Есть такая гнусная вещь, как литературный табель о рангах. По этому табло идет абсолютно другой счет… скажем так: фантомный счет. По счету миллионов людей, братья Стругацкие — это огромное явление в советской и, частично, в мировой литературе. То есть я лично считаю, что они, как минимум, в числе пяти лучших прозаиков второй половины XX века. Это я осторожно говорю, может быть, не пяти, а трех. Но по фантомному счету табели о рангах братья Стругацкие — ничто, они — нуль. Причем тут же счет идет совершенно дебильный: «А было ли поздравление по поводу столькото-летия в „Литературной газете“?», «А какими орденочками их наградили?», «Лауреат каких там литературных, государственных премий?», а уж вторично вытекающий отсюда счет: «А какие тиражи, какой гонорар?».
И всегда, когда братья Стругацкие появляются в литературном кругу, или заходит разговор о них, создается очень странное перекошенное поле напряжения. Допустим, идет какой-то литературный банкет, собрались почтенные люди, все сидят надуваются и отдуваются. Внезапно какой-то человек из другого мира — вроде меня — начинает им объяснять, что Стругацкие — это чрезвычайно значительное явление в нашей литературе, причем он это говорит как что-то само собой разумеющееся. И вот здесь сейчас же все начинает напрягаться, перекручиваться, лица становятся фантомными, какие-то гримасы на них странные выползают, улыбки абсолютно неестественные, как из пластилина налепленные на рожи. Почему?
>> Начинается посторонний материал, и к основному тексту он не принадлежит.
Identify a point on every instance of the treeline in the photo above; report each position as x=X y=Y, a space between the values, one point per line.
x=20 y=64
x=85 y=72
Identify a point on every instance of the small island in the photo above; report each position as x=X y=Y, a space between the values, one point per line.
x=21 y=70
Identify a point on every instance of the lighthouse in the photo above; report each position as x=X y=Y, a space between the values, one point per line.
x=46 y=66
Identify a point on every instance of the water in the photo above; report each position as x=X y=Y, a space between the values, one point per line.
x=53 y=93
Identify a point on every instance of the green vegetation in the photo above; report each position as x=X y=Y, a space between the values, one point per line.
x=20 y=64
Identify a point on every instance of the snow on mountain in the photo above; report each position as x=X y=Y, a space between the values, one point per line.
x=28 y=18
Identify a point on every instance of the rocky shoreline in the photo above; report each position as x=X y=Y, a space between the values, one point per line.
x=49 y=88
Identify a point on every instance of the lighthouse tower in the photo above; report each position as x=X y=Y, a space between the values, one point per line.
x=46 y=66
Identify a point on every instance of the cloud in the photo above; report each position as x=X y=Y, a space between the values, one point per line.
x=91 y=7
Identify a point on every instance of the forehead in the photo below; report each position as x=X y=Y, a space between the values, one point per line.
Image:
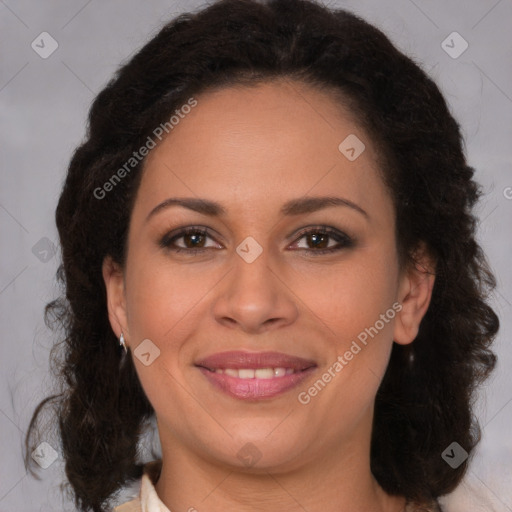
x=262 y=143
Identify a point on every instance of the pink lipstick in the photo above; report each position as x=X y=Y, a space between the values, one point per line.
x=255 y=375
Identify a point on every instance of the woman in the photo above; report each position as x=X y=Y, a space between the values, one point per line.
x=268 y=245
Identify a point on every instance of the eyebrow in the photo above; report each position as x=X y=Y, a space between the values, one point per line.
x=292 y=207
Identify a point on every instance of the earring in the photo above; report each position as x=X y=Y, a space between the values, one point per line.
x=122 y=342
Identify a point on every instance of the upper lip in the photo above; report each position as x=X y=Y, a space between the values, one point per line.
x=239 y=359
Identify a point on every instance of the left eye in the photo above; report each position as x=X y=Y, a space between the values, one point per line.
x=194 y=239
x=319 y=238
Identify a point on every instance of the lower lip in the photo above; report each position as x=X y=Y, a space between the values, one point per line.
x=255 y=389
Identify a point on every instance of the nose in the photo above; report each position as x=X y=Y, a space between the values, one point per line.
x=255 y=297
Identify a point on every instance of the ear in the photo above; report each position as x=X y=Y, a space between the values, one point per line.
x=414 y=294
x=114 y=283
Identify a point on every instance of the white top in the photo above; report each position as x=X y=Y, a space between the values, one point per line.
x=147 y=500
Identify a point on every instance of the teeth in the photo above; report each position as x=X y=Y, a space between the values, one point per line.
x=256 y=373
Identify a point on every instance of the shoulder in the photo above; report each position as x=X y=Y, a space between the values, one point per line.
x=140 y=490
x=130 y=506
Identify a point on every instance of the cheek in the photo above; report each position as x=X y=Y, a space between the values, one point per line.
x=350 y=297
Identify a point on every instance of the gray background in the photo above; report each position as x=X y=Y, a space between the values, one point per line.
x=44 y=103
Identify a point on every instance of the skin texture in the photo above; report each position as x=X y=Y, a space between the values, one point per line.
x=253 y=149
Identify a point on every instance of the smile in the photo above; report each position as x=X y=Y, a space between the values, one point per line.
x=255 y=376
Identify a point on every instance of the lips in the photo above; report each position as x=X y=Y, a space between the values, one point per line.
x=255 y=375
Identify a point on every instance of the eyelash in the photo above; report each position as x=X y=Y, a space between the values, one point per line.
x=343 y=240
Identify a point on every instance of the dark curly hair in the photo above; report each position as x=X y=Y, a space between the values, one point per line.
x=426 y=397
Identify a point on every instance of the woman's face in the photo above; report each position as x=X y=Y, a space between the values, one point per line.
x=264 y=341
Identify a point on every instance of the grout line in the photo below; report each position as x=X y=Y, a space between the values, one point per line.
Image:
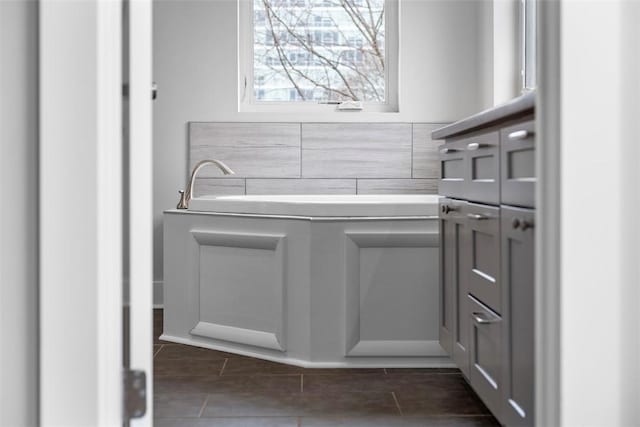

Да потому что, с одной стороны: «Как же так — какая-то гнусная фантастика пользуется популярностью и ее защищает несомненно интеллигентный человек, который сидит за нашим столом и, очевидно, сидит на каком-то основании?» Во-вторых, «А чего о них говорить, когда в „Литературной газете“ за последние годы о них ничего не было?!» А с другой стороны «Избранные сочинения» почтенного автора, сидящего напротив меня, почему-то в библиотеках никто не спрашивает, чистые формуляры, а книг Стругацких давно уже нет — растащили…
Все это чудовищно сложно — больная советская жизнь выходит здесь на какую-то экстремальную точку. Потому что не только уродство властных структур и указаний чувствуется, а еще и эти наглядно искалеченные души — вот они, сидят за столом. И для меня всегда было огорчительно, что Аркадий Натанович любил ходить в ЦДЛ, потому что мне, например, это было ни к чему. А вот ему — «к чему». В конце концов я понял, почему он туда ходил, волоча за собой вот это искаженное поле, как шлейф. Заметьте, как Стругацкие написали в «Хромой судьбе» — ведь эта вещь автобиографичная со стороны Аркадия Натановича. Он ходил общаться с интересными людьми, — и все!